Powiada się, że przysłowia są mądrością narodu. W Rzeczypospolitej mądrości te zaczęto uwieczniać już cztery stulecia temu. Prekursorem był radziwiłłowski sługa, Salomon Rysiński, który zaczął je spisywać w roku 1593. Wydano je i to bardzo pospiesznie, dopiero w początkach 1619 roku, choć na pierwodruku znalazła się data 1618. Od tej pory zbiór Rysińskiego, poprawiany, uzupełniany, ale i autocenzurowany, doczekał się wielokrotnych wznowień. Pisząc ten artykuł korzystałem z edycji z 1634 roku (jest to wznowienie wydania z 1620 roku), której pełen tytuł brzmi:

„Przypowieści polskie, przez Salomona Rysinskiego zebrane. A teraz nowo wydane, y na wielu mieyscach poprawione. W Krakowie Roku Pańskiego 1634.”

Ile w nas pozostało Sarmatów?

Czytając zbiór około 2 tys. przysłów spisanych przez Rysińskiego, zdumiewa, iż tak wiele z nich wciąż jest w powszechnym obiegu.
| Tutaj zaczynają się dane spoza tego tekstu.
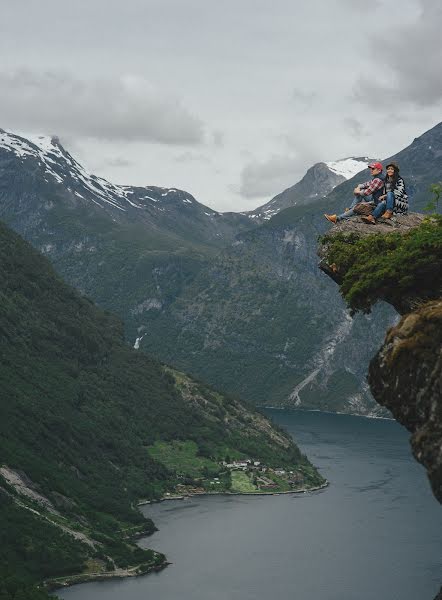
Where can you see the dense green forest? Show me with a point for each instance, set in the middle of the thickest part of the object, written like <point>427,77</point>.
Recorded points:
<point>79,410</point>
Poniżej wybrane tego przykłady:

„Ani be, ani me.” (w naszych czasach twórczo rozwinięte przez Lecha Wałęsę do postaci: „Ani be, ani me, ani kukuryku.”)

„Co kraj, to obyczaj.”

„Głodnemu chleb na myśli.”

„Gdzie diabeł nie może, tam babę pośle.”

„Gość w dom, Bóg w dom.”

„Jaki pan, taki kram.”

„Jaka praca, taka płaca.”

„Kto pyta, nie błądzi.”

„Kto pierwszy, ten lepszy.”

„Kto rano wstaje, temu Pan Bóg daje.”

„Kazał pan, musiał sam.”

„Idą z sobą na udry.”

„Ma kiełbie we łbie.”

„Na święty nigdy.”

„Na złodzieju czapka gore.”

„Nie wykręcisz się sianem.”

„Od Annasza do Kajfasza.”

„Pij piwo jakiegoś nawarzył.”

„Powinęła mu się noga.”

„Rada by dusza do raju, ale grzechy nie puszczają.”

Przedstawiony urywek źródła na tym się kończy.